Thanks for the explanation. Btw, How can I get the size of python primitive 
data types in bytes? Is it defined somewhere in a file that I can look at? 

--- On Fri, 8/29/08, Kent Johnson <[EMAIL PROTECTED]> wrote:
From: Kent Johnson <[EMAIL PROTECTED]>
Subject: Re: [Tutor] Puzzled
To: [EMAIL PROTECTED]
Cc: tutor@python.org
Date: Friday, August 29, 2008, 4:41 PM

On Fri, Aug 29, 2008 at 5:13 PM, ammar azif <[EMAIL PROTECTED]> wrote:
> I wrote a python program that used time() function from the time module to
> retrieve time in seconds since Epoch.

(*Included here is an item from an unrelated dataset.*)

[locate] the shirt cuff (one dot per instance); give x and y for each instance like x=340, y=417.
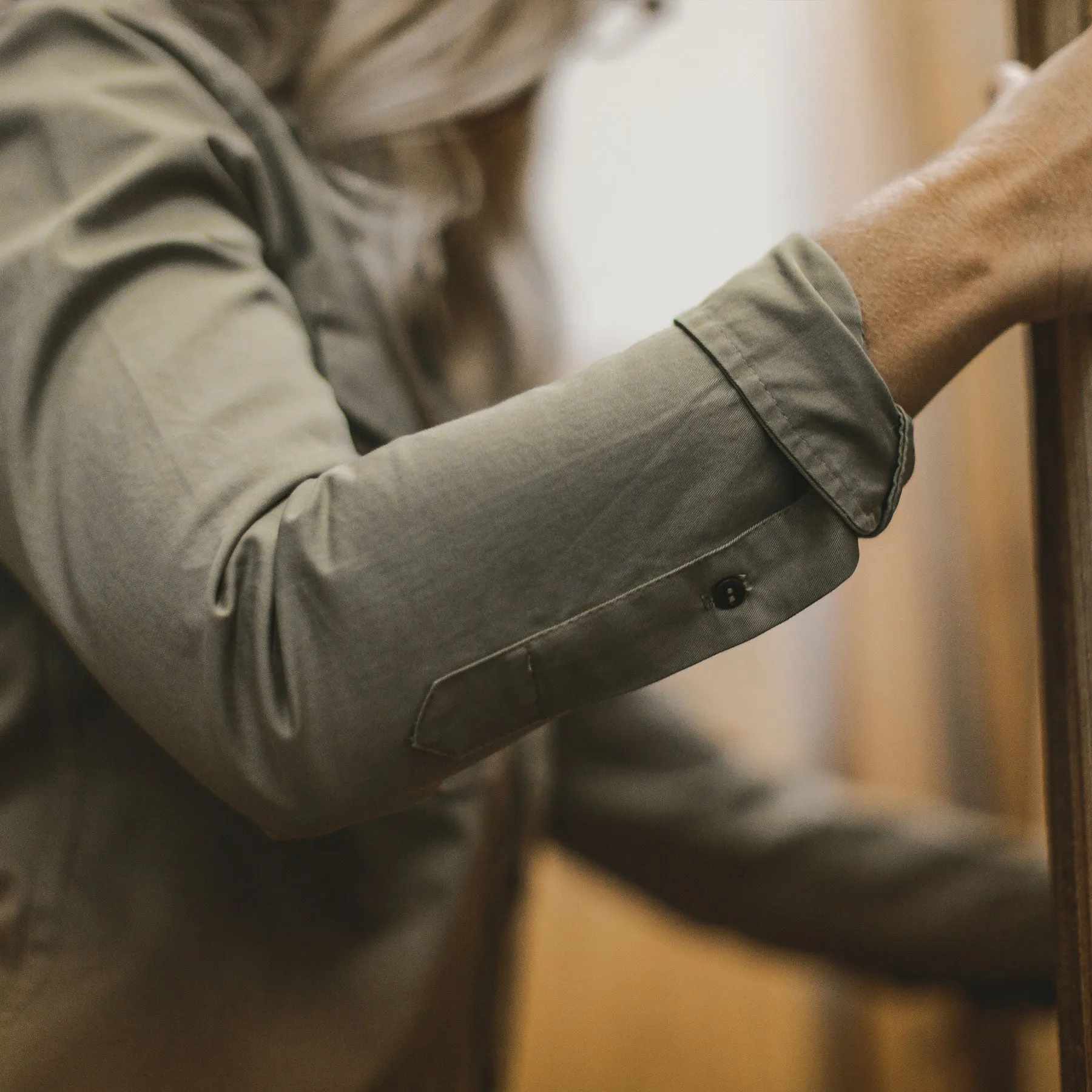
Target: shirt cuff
x=789, y=335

After the value was retrieved which
I
> checked is a float by using type(),  the value was then written into a
file
> in binary format. Then another C program that I wrote opened the file and
> converted the value into a time_t variable but it was totally different
from
> the correct value. Then I found that the time_t size is actually 4 byte
> integer which is not the same with 8-byte float value returned by
> time.time(). Why is this so? Being written with C library, isn't
python
> suppose to work well with it?

The C time_t type is very loosely specified; in ANSI C it is only
required to be an arithmetic type. According to Wikipedia
(http://en.wikipedia.org/wiki/Time_t), Posix-compliant systems still
have latitude to implement it as 32 or 64 bits.

Python tries to be bit higher level, giving you fractional seconds if
the implementation supports it and a common data type across
implementations. So there is not an exact match in functionality.

If you want to write data to file in a format that can be read by
another program, you should look at the struct module.